November 5, 2009 | Design Basics
As we look around our world, we enjoy an amazing spectrum of colors. But it seems like when it gets translated to the web or printed media, something suffers. Why does this happen, and how can you improve this?
In a typical graphic design project we decide to take a picture of something to be part of a web site, brochure, book cover, or presentation. It may be a picture of a new product, or it may be a lifestyle shot that expresses the warm & fuzzy benefit of a service. Then we take that image and use it on the web or in printed form. Here’s what’s happening.
Real life, real color
When you look around you, you see so much visual information. Depending on your eyesight and the conditions, you’re taking in shades of color, textures, details and nuances in lighting. When you snap a photo with a digital camera, you’ve instantly cut out lots and lots of visual information.
Cropping. By cropping the picture, you eliminate everything outside the frame of the photo. Sometimes it is the context of something that makes it look a particular way. For example, a pale yellow shirt against a bright white background will look yellow, but if the white is taken away, it may just look dingy or off in color.
RGB digital image. By taking a digital photo, you’ve also translated it to the red/green/blue world of digital images. While rgb is remarkable in its ability to display a wide spectrum of color, it’s still a conversion that changes and alters colors. Some colors and images suffer more than others. Depending on your equipment and skills, the change from what you saw through your eyes and what you see on screen can be huge.

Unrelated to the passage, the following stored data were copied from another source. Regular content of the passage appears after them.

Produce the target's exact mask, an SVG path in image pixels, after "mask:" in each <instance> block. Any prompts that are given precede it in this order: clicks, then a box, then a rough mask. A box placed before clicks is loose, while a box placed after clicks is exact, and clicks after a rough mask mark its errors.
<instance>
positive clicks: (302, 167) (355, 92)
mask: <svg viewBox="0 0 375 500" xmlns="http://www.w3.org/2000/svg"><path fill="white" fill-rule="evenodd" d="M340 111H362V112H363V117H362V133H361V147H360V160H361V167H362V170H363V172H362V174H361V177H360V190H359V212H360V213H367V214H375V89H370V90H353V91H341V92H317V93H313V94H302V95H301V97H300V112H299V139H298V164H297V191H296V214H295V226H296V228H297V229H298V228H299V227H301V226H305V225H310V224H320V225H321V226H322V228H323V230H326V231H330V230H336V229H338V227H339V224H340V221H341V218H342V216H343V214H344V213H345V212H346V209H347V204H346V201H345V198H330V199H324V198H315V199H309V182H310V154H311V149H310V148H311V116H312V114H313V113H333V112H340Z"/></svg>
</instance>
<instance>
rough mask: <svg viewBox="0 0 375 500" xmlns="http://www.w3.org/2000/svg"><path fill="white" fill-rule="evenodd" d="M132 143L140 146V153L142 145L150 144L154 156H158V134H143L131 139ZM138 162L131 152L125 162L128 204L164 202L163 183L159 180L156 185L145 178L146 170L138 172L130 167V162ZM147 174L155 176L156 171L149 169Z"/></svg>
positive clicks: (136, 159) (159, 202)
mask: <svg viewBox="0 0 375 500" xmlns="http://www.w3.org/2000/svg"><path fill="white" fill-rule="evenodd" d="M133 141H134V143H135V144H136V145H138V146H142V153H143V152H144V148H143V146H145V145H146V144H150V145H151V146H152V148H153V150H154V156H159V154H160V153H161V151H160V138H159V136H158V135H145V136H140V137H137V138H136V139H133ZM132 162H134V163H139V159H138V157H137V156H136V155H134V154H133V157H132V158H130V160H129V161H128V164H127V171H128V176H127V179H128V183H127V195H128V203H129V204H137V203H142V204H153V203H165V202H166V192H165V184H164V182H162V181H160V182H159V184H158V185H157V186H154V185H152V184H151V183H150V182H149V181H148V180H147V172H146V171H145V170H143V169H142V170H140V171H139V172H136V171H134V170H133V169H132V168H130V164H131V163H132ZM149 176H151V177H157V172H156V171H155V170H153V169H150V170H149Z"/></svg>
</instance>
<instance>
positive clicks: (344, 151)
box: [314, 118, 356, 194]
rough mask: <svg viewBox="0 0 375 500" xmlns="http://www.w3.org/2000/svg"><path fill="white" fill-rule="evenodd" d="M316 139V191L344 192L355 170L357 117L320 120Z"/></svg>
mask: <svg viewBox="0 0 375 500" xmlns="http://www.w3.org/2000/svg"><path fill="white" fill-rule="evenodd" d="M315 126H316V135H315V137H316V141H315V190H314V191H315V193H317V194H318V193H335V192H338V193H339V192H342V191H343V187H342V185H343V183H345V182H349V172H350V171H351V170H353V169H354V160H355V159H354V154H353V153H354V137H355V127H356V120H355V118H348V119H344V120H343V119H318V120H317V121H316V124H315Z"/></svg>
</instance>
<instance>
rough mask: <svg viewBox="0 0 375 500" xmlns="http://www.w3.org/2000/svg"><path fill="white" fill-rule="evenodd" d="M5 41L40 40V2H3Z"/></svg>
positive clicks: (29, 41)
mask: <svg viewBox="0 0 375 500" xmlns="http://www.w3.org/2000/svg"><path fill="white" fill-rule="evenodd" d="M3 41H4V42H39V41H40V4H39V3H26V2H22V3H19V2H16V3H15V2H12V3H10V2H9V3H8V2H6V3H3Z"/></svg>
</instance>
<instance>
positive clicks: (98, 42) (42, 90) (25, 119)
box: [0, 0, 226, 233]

You’ve chosen one depth of field. Without even noticing it, we are often switching from big picture view to upclose view when we scan our environment. When you take a photo, it fixes the depth of field. Sometimes this can create a dramatic effect that shows things in a way we rarely seem them as humans, but other times it just drops out details. Unlike how they show it in movies like Mission Impossible, you generally cannot just zoom in more and more on a digital photo and find more and more detail revealed.
Removing context. Often we are unable to crop our minds as fully as the camera crops an image. In fact, we are planting information, even subconsciously. Here’s an example. It’s a beautiful sunny day and you take a photo of a wonderful panoramic view. In your mind, it’s a clear day therefore the sky is blazing blue. When you view your photo later you see that the sky was not a rich blue. It was clear, it was not overcast, but it was not particularly blue. Look through some of your scenic vacation photos and you’ll see what I’m talking about.
Putting images on the web
The next step for your images may be the web. When you move your digital photos from the raw format on your computer to the web a couple of things happen.
Compressing files. Usually, we compress files so they are not too large and slow to download. We reduce the resolution and the number of colors before creating a web image. Converting to jpeg, gif or png reduces the number of colors that are used to build the image. Depending on how small you want to make the image (or how much you reduced it from the original) you may see a lot detail and nuance gets lost.
Different monitors have different settings. Once you post an image on the web, you cannot control how it looks on someone else’s computer. The viewer may have the brightness/contrast much lighter or darker than you do. They may have an old monitor that puts a blue cast over everything. They may be using their laptop outside where it’s hard to see anything on the screen.
You may also be using photographs in printed form, especially for brochures, flyers or catalogs. And again, the image quality can really suffer.
Four-color separation. When using images in print, we are able to use large, high-resolution files. However, traditional offset printing uses CMYK (Cyan, Magenta, Yellow and Black) ink colors to recreate the entire spectrum of colors. And while it does an amazing job at this, there are certains type of colors that never can be replicated using four-color process. Depending on what you’ve photographed, you need to understand that certain very bright or very subtle colors are hard to duplicate.
On paper vs. on screen. When you view images on a computer you get a backlit type of effect from the monitor. This can really make certain photographs pop. When you translate this to paper, that glowing feel is greatly diminished.
Paper quality and printing matters. When you print a photograph using offset printing, the quality of the paper stock can be a big factor in how good things look. When photos are critical (such as clothing catalog where people want to see what they’re getting) you need to use high-quality, bright-white, coated paper. You can imagine that something like an ivory color paper would give an ivory-hue to any photos printed on it.
How to work effectively with color in photos
Here are some pointers to get the best color reproduction out of your images:
- Start with crisp, high-quality, well-lit photos. It’s difficult to make it look great when it started as a blurry, grainy, poorly lit photo from your cell phone.
- Convert it to the correct color system you’ll be using for your final output: rgb for web projects or cmyk for print. You may need to adjust each version slightly for the best final look.
- Always go back to the highest-resolution, raw file. Do not repeatedly resize, resave and convert the color format or image type. Each of these changes has a way of losing visual information. When you need a new version, go back to the original.
- For print projects, work with a printer who understands and cares about color accuracy. Demand a contract-quality color proof and make adjustments during the proofing stage, before going on press. When you are in the pre-press phase you can still adjust photos individually, once you are on press you would be making an overall change (such as decreasing the black) which may have negative effects elsewhere.